Taylor joined the Navy right out of high school in 2007. He went through extensive training as an Explosive Ordnance Disposal (EOD) Technician and became expert in explosives, diving, parachuting, as well as the tactical skills of a combat fighter. He was trained to render safe all type of explosives including conventional, improvised, underwater, chemical, biological and nuclear. He was deployed to a remote region of the Kandahar Province in the winter of 2012.
In May 2012 he stepped on an Improvised Explosive Device (IED) that blew off parts of all four of his limbs. He says he went from being one of the most independent people out there to 100% dependent on others. It took a toll. With courage and determination, he focused on the future and on what he needed to do to improve so he can live the life he and his sweetheart had planned.
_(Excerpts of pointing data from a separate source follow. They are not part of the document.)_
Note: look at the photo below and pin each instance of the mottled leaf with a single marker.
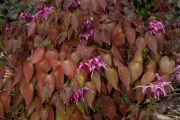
(28, 92)
(89, 96)
(28, 70)
(97, 80)
(37, 55)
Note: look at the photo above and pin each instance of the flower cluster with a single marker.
(89, 30)
(79, 95)
(155, 26)
(157, 87)
(93, 64)
(43, 12)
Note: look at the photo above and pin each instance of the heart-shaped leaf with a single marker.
(151, 43)
(40, 77)
(43, 66)
(37, 55)
(136, 69)
(166, 65)
(130, 35)
(48, 86)
(97, 80)
(112, 77)
(160, 40)
(28, 92)
(90, 96)
(59, 78)
(28, 70)
(68, 67)
(18, 74)
(124, 73)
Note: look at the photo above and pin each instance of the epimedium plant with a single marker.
(84, 59)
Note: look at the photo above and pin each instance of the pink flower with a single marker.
(79, 95)
(93, 64)
(155, 26)
(158, 87)
(24, 15)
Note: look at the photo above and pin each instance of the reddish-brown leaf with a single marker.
(28, 70)
(37, 55)
(18, 74)
(59, 78)
(108, 106)
(52, 54)
(43, 66)
(160, 40)
(97, 80)
(28, 92)
(130, 35)
(166, 65)
(1, 111)
(40, 77)
(31, 29)
(112, 77)
(50, 113)
(48, 86)
(148, 77)
(124, 73)
(58, 2)
(140, 43)
(68, 67)
(89, 96)
(151, 43)
(35, 116)
(5, 100)
(2, 72)
(116, 53)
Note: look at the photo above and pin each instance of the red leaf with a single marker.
(97, 81)
(59, 78)
(58, 2)
(50, 113)
(112, 77)
(108, 106)
(40, 78)
(140, 43)
(1, 111)
(116, 53)
(52, 54)
(28, 70)
(31, 28)
(5, 100)
(18, 74)
(89, 96)
(124, 73)
(2, 72)
(37, 55)
(48, 86)
(28, 92)
(43, 66)
(68, 67)
(151, 43)
(130, 35)
(160, 40)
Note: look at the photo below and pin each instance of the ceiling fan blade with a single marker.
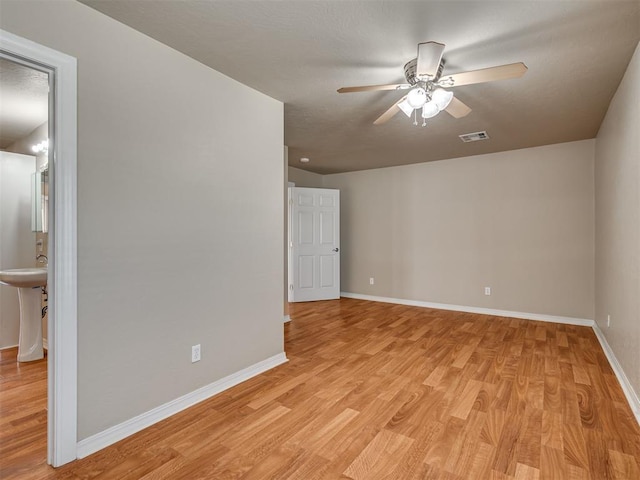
(457, 109)
(429, 58)
(386, 116)
(370, 88)
(503, 72)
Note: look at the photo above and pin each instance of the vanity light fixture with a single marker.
(42, 147)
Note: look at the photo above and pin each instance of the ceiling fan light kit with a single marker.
(424, 82)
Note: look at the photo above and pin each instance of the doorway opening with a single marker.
(62, 249)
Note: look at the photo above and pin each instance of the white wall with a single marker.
(302, 178)
(617, 193)
(180, 215)
(520, 222)
(17, 241)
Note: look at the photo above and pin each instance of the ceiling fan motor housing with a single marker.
(410, 73)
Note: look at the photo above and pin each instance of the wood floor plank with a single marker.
(372, 390)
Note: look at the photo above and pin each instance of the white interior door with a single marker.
(314, 244)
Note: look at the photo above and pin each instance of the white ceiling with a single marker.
(24, 101)
(301, 51)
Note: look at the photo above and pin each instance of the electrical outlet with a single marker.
(195, 353)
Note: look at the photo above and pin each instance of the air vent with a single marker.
(474, 137)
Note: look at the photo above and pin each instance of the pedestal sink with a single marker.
(29, 282)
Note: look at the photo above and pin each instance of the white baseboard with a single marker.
(118, 432)
(629, 392)
(484, 311)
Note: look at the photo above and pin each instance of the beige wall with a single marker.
(302, 178)
(520, 222)
(179, 216)
(617, 191)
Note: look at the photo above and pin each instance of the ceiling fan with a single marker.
(426, 85)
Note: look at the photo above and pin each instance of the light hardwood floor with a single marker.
(372, 391)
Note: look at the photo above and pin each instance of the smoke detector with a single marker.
(474, 137)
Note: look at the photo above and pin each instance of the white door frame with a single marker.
(62, 279)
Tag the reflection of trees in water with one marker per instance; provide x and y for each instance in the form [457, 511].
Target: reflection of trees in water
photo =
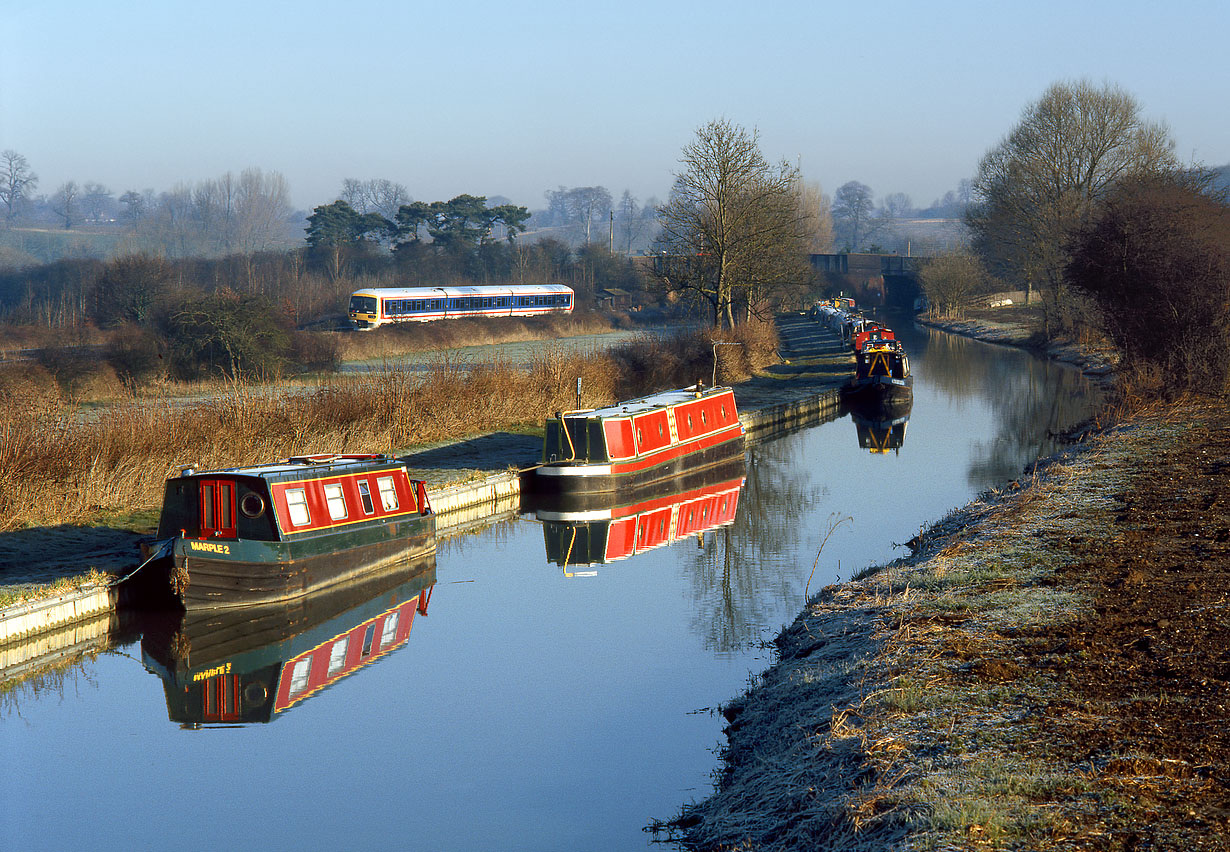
[734, 585]
[1032, 400]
He worked as hard at training his body and mind in this new situation as he had at becoming an EOD expert. He truly lives the central theme of his Navy training – Constantly Improve Your Situation.
Taylor returned to his home in Cedar Falls, Iowa 24 months after he stepped on the IED. To everyone’s amazement, he walked through the honor guard as they saluted him. He estimated he was 50% of the way to where he wants to be.
“Hey, I have an idea. Let’s try it. Let’s make things better.” These are words you often hear from Taylor. In creating solutions for himself he is a trailblazer, bringing about solutions for others. As advancements are made by QL+ on his behalf, they can also contribute to the quality of life for others. Taylor has confidence in his future and married his girlfriend Danielle. “Keep in mind that it could always be worse. Keep trying and you’ll find a way to do it.”
Taylor has given QL+ specific requests that will help improve the quality of his life and can serve as prototypes for other veterans in need.
Amputees generate more heat at their core and their residual limbs because there is less skin surface area for the blood to flow through to cool the remaining parts of the body. This is especially true for Taylor, who lost all four limbs. His current prostheses create an enclosed heated environment around his residual limbs, especially since he uses prosthetic liners made of thickly padded silicone material, which create an extra layer of heat. This leads to overheating and excessive sweating, especially during activity. A Cal Poly graduate is finalizing a second-generation socket cooling system prototype for Taylor resulting from an original design as part of his senior engineering design program.
Taylor’s other Challenge is the difficulty he has while trying to change legs for the different activities he participates in, especially since he must use his prosthetic hand. A fifth-year Cal Poly graduate student designed and developed a mechanism to provide Taylor the ability to easily detach and reattach prosthetic components to his leg sockets. This will allow him to quickly switch between different attachments such as running legs, swimming legs and cycling legs without the added time and trouble of removing sockets. Although this challenge was presented by Taylor, this product should also serve as a practical solution for many active amputees.